Computer languages concern themselves with data, its properties and operations. Designing a language consists in part of designing a type system which entails notions of how to store, address and operate on data. Types define what you can and cannot do to data. Types also help manage complexity by organizing data into collections, and by providing a means to verify correctness. Furthermore, we discriminate between "primitive" types (which the system, whatever that is, operates on) and "user-defined" types, which the programmer creates within the language.
In designing a language meant to express the configuration of an interactive simulation with visualization, what primitive types should we support, and how shall we express the means of combining those primitives into compound types useful for a specific simulation? As with this entire series, we further constrain the solution to our problem to one which a graduate student can implement in a single semester.
Data Type System
As with other dynamically typed languages, variables in our game engine configuration language do not have types; values do.
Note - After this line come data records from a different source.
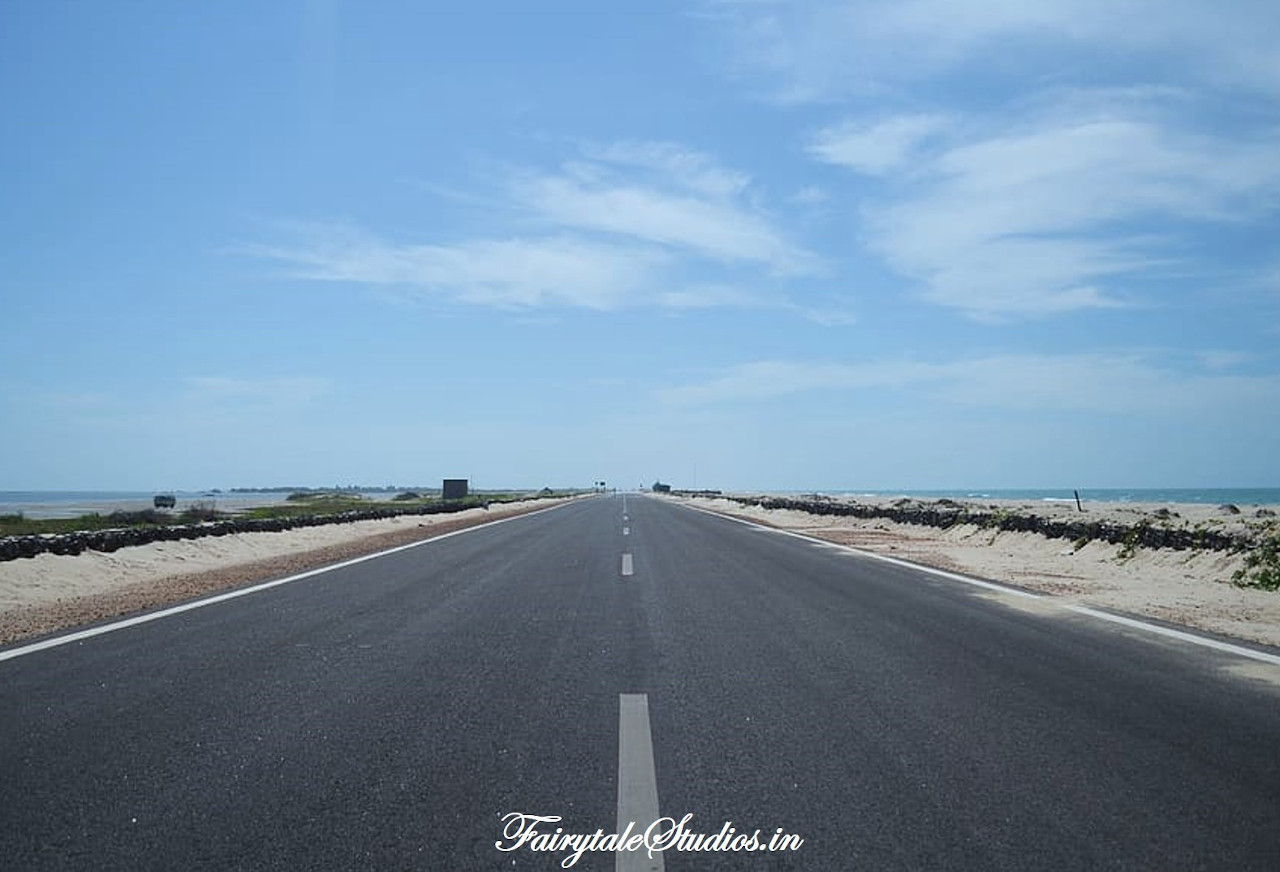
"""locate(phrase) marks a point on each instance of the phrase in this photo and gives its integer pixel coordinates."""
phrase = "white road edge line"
(638, 781)
(242, 592)
(1205, 642)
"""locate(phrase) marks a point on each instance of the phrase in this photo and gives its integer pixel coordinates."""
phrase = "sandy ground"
(1180, 587)
(51, 592)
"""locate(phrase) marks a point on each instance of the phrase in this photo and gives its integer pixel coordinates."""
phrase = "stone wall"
(944, 514)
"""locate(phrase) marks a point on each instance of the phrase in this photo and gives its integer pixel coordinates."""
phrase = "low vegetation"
(309, 503)
(1261, 562)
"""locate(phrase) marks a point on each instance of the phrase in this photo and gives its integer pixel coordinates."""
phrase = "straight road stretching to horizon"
(624, 657)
The language provides no mechanism for defining a type. Our language is "prototype-oriented" (in contrast to object-oriented) so we make no distinction between "class" and "object".
In the parlance, our language has "structural equivalence under naming" which means that if 2 objects have members with the same name and type, and an operation exists which requires those properties, then in that sense the objects have the same "type". This is also called "duck typing".
Primitive Types
In "The Structure and Interpretation of Computer Programs", Abelson and Sussman state that for any computer language we should ask, what are the primitives and what are the means of combination? (They also ask, "what are the means of abstraction?" which we defer to another article.)
Primitive types are those which the system (either the hardware or the virtual machine) can process natively, i.e. without instructions from within the language.
Numbers, such as integers and real numbers, are the most common form of primitive, both in hardware and in computer languages. Computer hardware has arithmetic units that operate on integers and floating-point values, but these are separate units. The integer unit is distinct from the floating-point unit, and mixing those operations causes tremendous inefficiencies. We therefore strive to keep computations within a single realm and avoid conversion between those types. The configuration language should reflect that choice, so we discriminate between integers and floating-point values.
Integers come in many flavors, based on their size (byte, short, long) and range (signed, unsigned) but for the sake of simplicity and computational efficiency we restrict our configuration language to signed integers of the size the native machine handles most efficiently, i.e. a plain-old "int". Likewise, floating-point values come in a variety of precisions (half, single, double and quad) but gaming consoles typically treat only single-precision floats efficiently, therefore our configuration language only supports that flavor.
In contrast, Lua only supports a "number" type, and you can choose its representation at compile (e.g. int, float, double, long or whatever) but I find this too restrictive. Integers and floats have rather distinct usages and mixing them leads to grotesquely slow arithmetic operations.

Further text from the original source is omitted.